Columna


Malecón

CARLOS VILLALBA BUSTILLO

26 de febrero de 2017 12:00 AM

Al revés de lo que sucedió con Donald Trump, el “paranoico” y “megalómano” Barry Goldwater fue derrotado arrolladoramente por Lyndon B. Johnson. En ese entonces, un puñado de psicólogos le endilgó a Goldwater los dos calificativos del diagnóstico sin haberlo tratado profesionalmente. Éste demandó a los escrutadores de su psiquis, y la Asociación Psicológica Americana expidió una norma que prohíbe diagnosticar, sin diván ni pepas tranquilizantes, la personalidad de alguien por atolondrado que se lo vea.

La sensatez del electorado norteamericano (más evidente en 1964 que en 2016) salvó a los Estados Unidos con la paliza inmarcesible que le propinó al cavernario Goldwater. Pero esta vez los psicólogos que diagnosticaron a Trump, a pesar de la norma prohibitiva, actuaron con vigor y decisión, aunque tardíamente, cuando ya la personalidad de los trastornos estaba metida en la Casa Blanca brincando como cabra entre cristales.

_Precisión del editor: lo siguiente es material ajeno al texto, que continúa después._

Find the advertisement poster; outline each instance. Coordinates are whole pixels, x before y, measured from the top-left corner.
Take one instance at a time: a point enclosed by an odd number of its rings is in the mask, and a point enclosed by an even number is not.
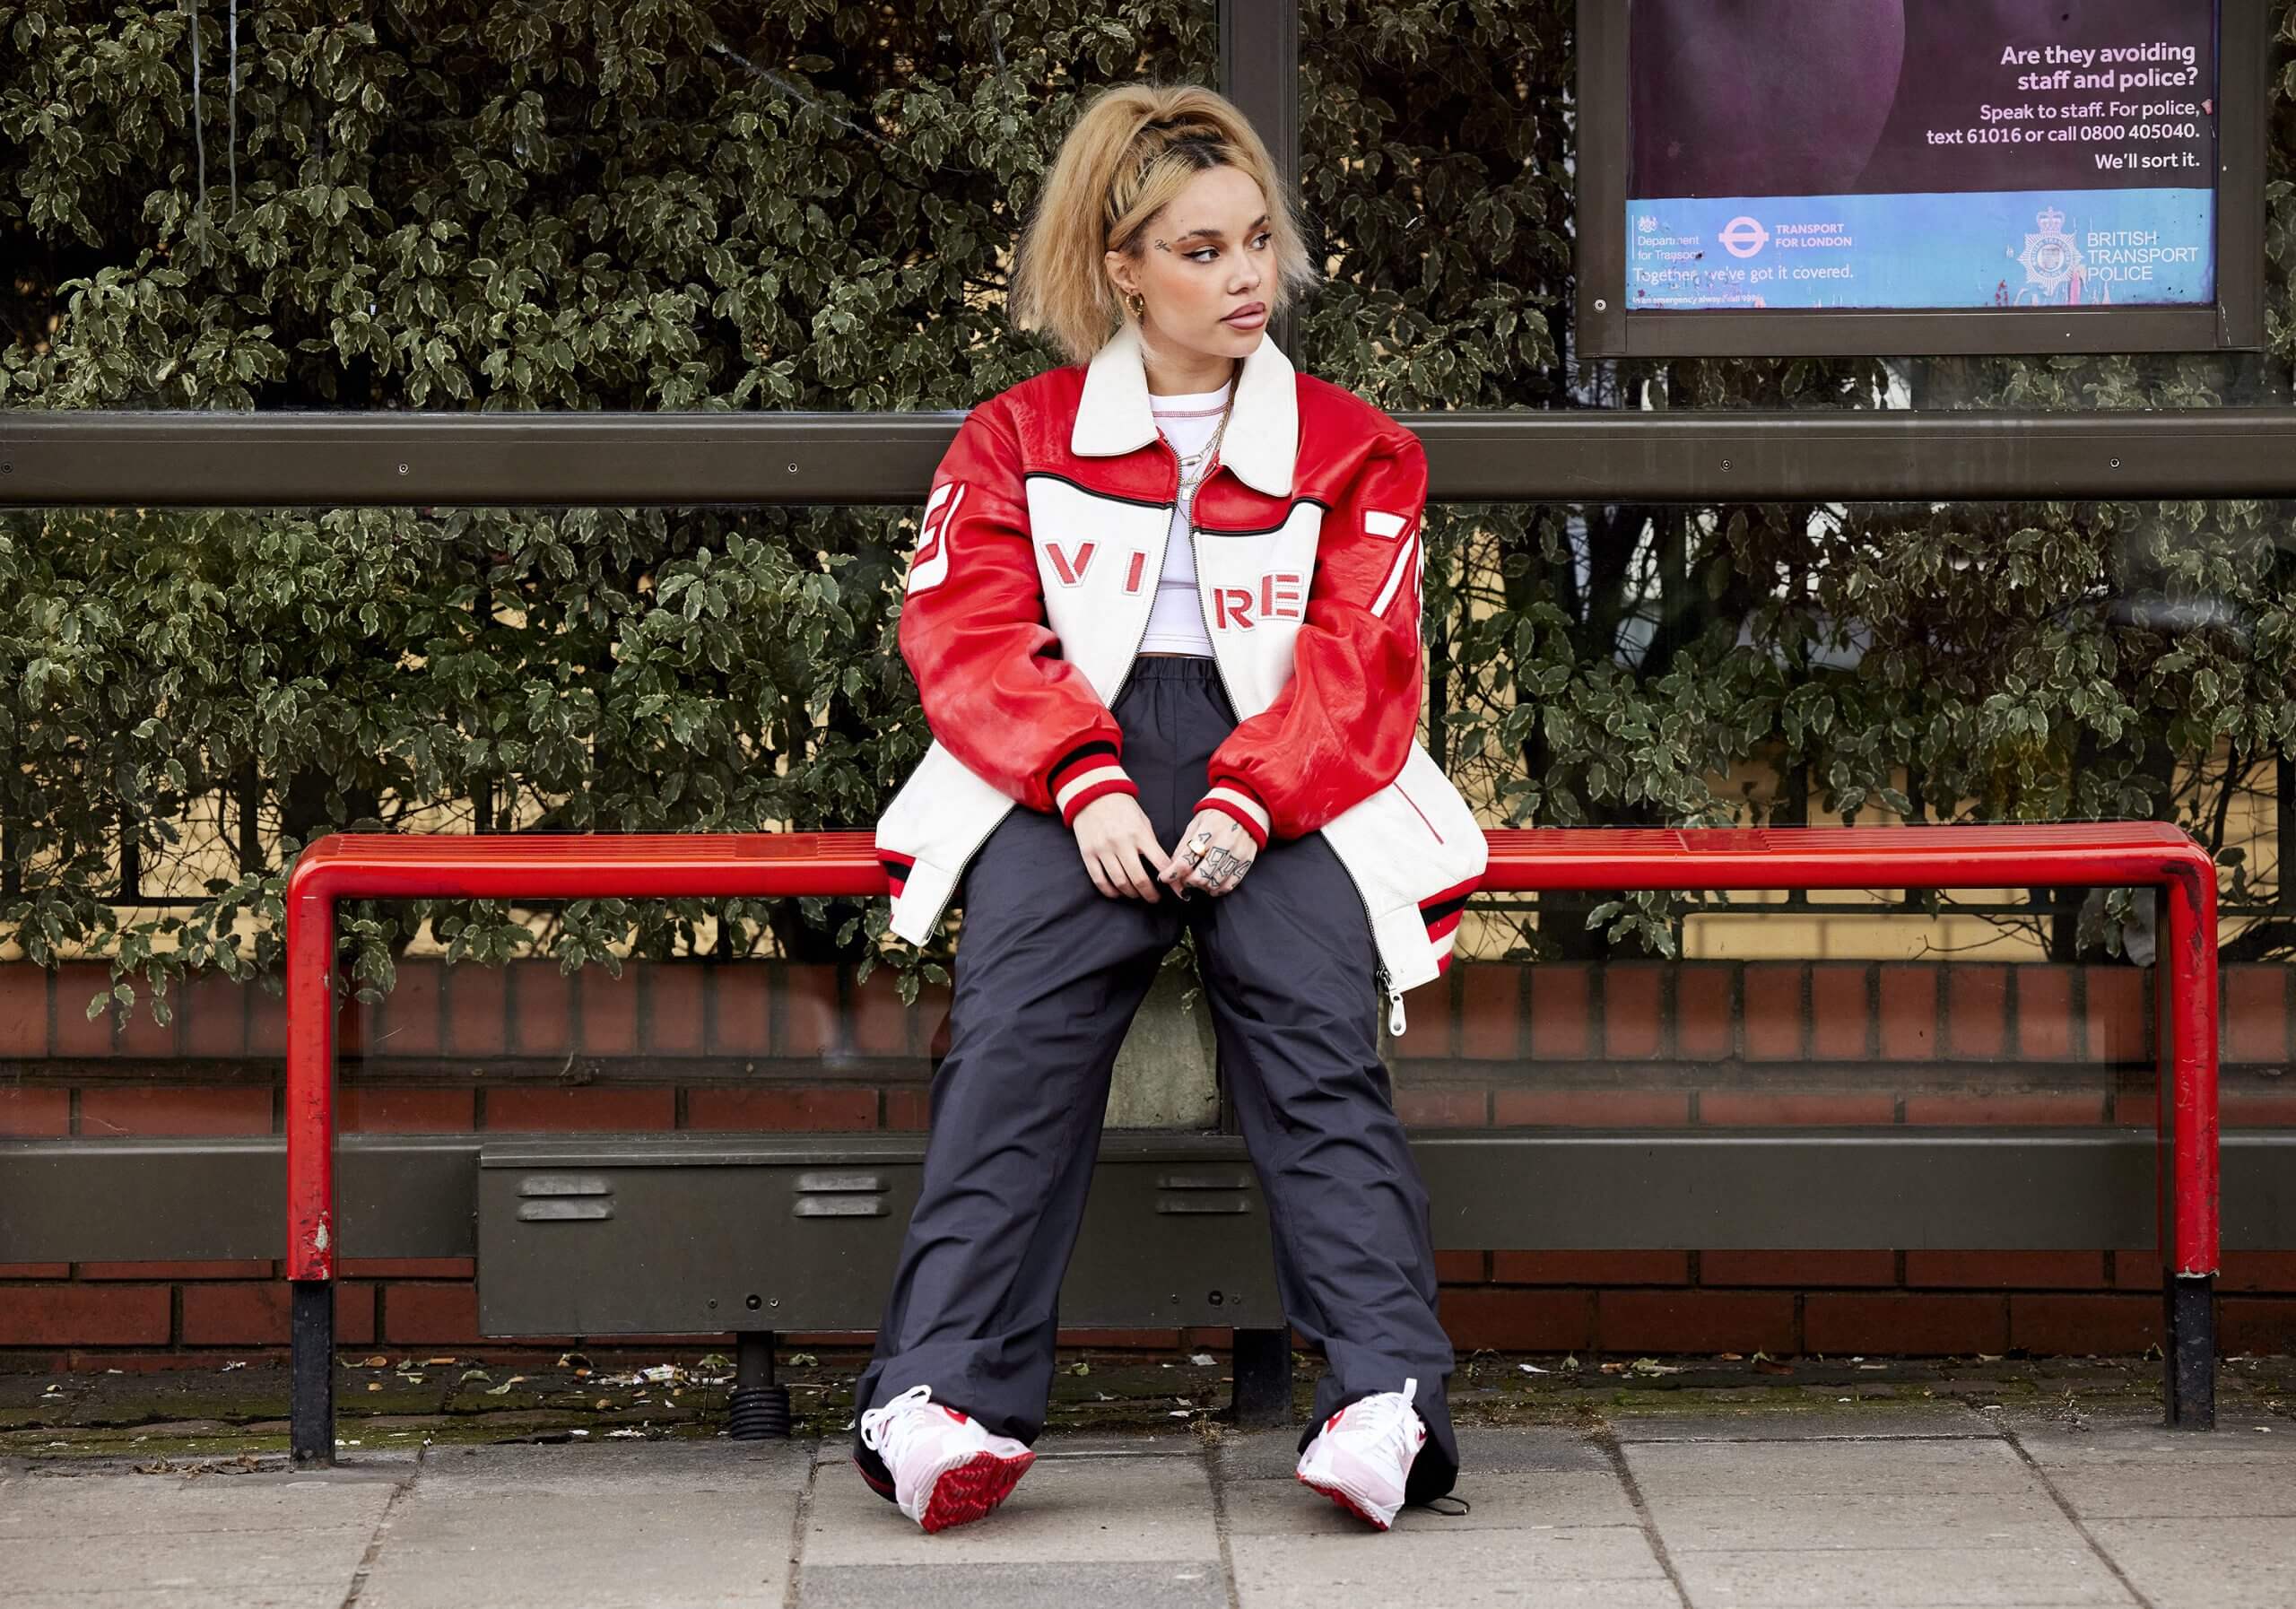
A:
[[[1630,309],[2216,294],[2215,0],[1632,0]]]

La alarma que sonaron los 35 psicólogos gringos hace poco tiene coincidencias tan peligrosas con el comportamiento del presidente que, por encima de la formalidad cruzada con la ética de los expertos, ya hay senadores demócratas que manosean la enmienda constitucional en que se basaría una eventual declaratoria de inhabilidad contra Trump. No será igual la suerte de los Estados Unidos que la de su cadena hotelera.

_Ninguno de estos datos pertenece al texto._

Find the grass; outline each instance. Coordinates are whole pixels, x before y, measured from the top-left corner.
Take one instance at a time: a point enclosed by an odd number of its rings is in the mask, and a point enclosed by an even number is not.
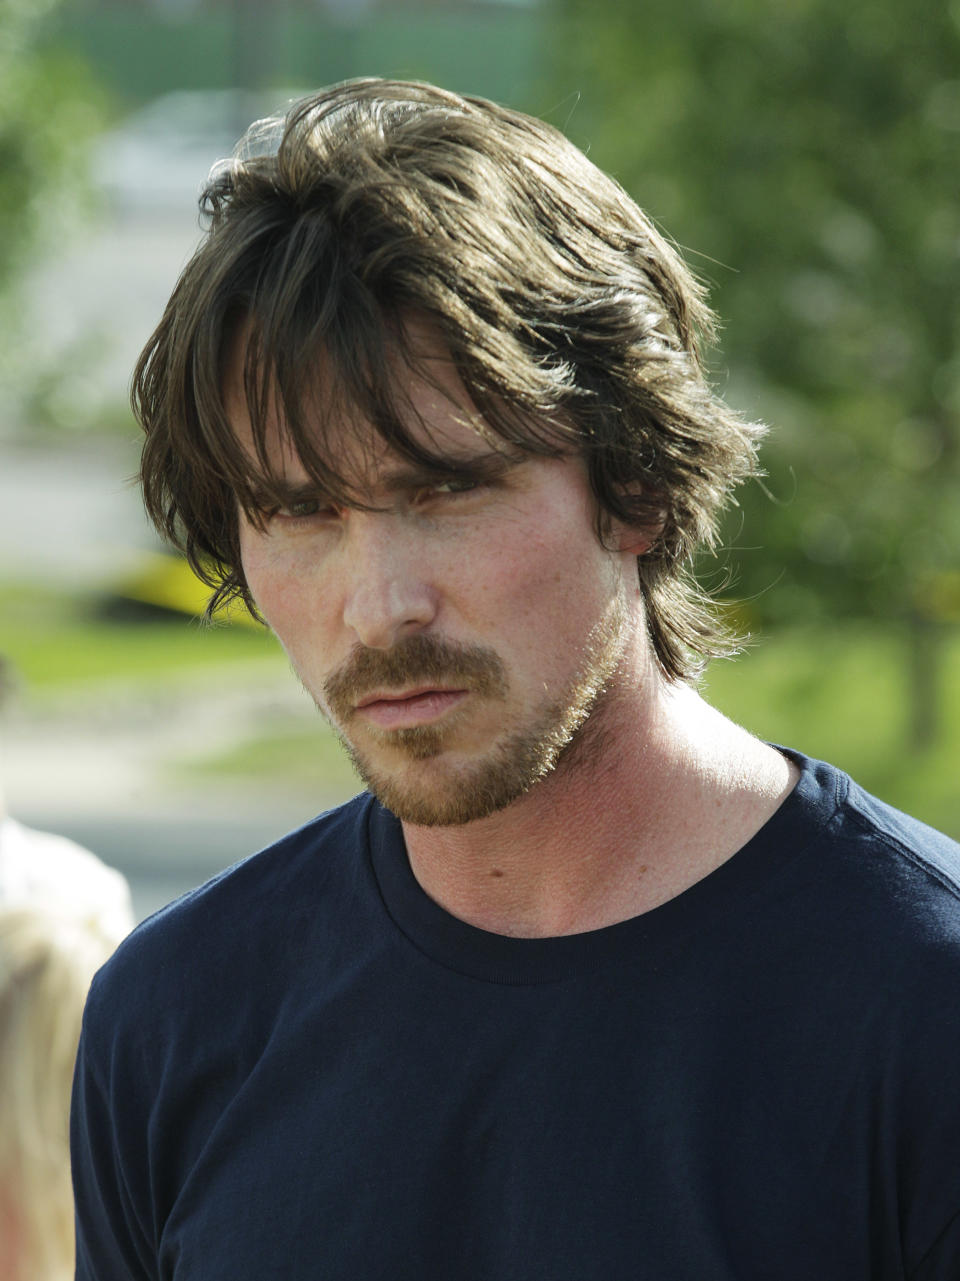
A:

Con Trump no se requiere ser Freud, Jung o Nigel Barber para captar su narcisismo, su ruleta emocional, su agresividad y su desfachatez para exculpar sus errores, negar lo evidente e inventar cataclismos como el que posó en Suecia con todos los exabruptos de un mitómano irredento. Esa convergencia de defectos no se notó jamás en los actos, declaraciones, informes y discursos de ningún presidente de los Estados Unidos.  

Con perdón del profesor Richard A. Friedman, quien pidió en el New York Times cautela con los diagnósticos psicológicos relacionados con la incapacidad de un sujeto, y puso los ejemplos del depresivo Abraham Lincoln, del bipolar Theodore Roosevelt y del alcohólico Hiram Ulysses Grant, en el caso Trump no existe grandeza que opaque los males de la mente. Al contrario, su pequeñez los abulta. No es muy notoria la admiración del profesor Friedman por aquellas tres figuras del Partido Republicano.

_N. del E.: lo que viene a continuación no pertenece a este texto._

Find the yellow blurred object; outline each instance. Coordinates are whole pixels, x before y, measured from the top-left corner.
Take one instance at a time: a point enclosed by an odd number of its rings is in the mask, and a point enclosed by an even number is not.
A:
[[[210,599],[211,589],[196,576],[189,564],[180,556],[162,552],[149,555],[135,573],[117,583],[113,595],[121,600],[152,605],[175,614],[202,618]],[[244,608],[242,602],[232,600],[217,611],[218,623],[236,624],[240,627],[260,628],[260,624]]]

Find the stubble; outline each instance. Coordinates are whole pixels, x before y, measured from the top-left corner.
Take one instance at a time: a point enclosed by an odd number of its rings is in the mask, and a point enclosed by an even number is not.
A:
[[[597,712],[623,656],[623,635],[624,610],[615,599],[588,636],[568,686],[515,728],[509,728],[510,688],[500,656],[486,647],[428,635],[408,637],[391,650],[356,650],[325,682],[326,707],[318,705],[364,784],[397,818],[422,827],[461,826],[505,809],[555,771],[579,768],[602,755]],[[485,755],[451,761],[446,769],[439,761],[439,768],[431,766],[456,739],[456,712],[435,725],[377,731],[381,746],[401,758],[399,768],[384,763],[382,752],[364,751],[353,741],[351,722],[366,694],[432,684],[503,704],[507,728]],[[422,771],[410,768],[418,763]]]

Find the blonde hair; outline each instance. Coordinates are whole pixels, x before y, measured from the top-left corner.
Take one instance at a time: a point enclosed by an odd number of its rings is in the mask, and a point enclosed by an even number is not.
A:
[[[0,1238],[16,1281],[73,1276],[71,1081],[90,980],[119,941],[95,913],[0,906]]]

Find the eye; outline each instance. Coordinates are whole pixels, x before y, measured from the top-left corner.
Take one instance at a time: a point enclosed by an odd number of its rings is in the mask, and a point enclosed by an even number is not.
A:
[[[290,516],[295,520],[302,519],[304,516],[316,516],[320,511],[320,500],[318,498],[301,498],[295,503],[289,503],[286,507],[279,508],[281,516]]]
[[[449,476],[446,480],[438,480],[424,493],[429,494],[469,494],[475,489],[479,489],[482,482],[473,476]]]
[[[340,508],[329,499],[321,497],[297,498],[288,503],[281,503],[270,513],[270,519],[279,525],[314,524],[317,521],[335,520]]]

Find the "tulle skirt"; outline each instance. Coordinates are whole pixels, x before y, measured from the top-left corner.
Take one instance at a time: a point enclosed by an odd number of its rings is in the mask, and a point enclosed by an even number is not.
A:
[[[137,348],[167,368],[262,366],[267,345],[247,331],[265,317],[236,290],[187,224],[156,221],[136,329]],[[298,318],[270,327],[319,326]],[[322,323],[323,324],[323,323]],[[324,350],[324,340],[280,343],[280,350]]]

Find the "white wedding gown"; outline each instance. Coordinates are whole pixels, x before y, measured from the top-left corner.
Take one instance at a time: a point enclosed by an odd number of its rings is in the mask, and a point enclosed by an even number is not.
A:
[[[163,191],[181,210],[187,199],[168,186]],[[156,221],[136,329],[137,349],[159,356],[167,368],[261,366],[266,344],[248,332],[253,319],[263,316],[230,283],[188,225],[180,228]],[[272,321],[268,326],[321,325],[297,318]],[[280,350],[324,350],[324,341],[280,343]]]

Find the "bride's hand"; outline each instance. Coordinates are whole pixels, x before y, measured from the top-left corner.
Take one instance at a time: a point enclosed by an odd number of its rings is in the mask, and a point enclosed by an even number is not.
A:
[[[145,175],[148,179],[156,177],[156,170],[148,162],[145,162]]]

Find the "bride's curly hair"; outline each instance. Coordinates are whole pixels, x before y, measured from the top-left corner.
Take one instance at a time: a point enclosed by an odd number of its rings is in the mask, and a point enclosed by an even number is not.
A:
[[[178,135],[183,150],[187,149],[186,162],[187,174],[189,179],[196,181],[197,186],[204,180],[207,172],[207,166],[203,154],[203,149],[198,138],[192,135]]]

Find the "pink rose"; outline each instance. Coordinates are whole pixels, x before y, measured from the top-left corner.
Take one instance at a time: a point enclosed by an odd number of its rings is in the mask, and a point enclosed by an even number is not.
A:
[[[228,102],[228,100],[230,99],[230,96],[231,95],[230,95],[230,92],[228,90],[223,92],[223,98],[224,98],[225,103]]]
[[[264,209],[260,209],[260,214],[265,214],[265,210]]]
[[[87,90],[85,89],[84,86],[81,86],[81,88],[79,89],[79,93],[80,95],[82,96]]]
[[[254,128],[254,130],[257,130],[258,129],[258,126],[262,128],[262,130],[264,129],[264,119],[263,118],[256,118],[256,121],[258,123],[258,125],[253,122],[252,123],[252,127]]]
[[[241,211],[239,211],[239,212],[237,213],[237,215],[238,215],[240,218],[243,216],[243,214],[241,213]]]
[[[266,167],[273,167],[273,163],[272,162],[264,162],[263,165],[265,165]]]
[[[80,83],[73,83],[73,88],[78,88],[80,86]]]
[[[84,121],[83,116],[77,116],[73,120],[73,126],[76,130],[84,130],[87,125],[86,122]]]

Sobrado de razón, El País, de Madrid, dijo en un editorial que Trump ha hecho del vértigo el eje de su agenda de trabajo. Su egocentrismo lo indujo a decir que ninguna presidencia anterior a la suya ha hecho tanto en tan poco tiempo. Como Maduro, Trump cree que el resto del mundo y la prensa son los responsables de lo feo que ocurra en Venezuela y los Estados Unidos. El mono de tupé y el elefante de bigote son dos maniquíes crucificados por los enemigos de sus pueblos.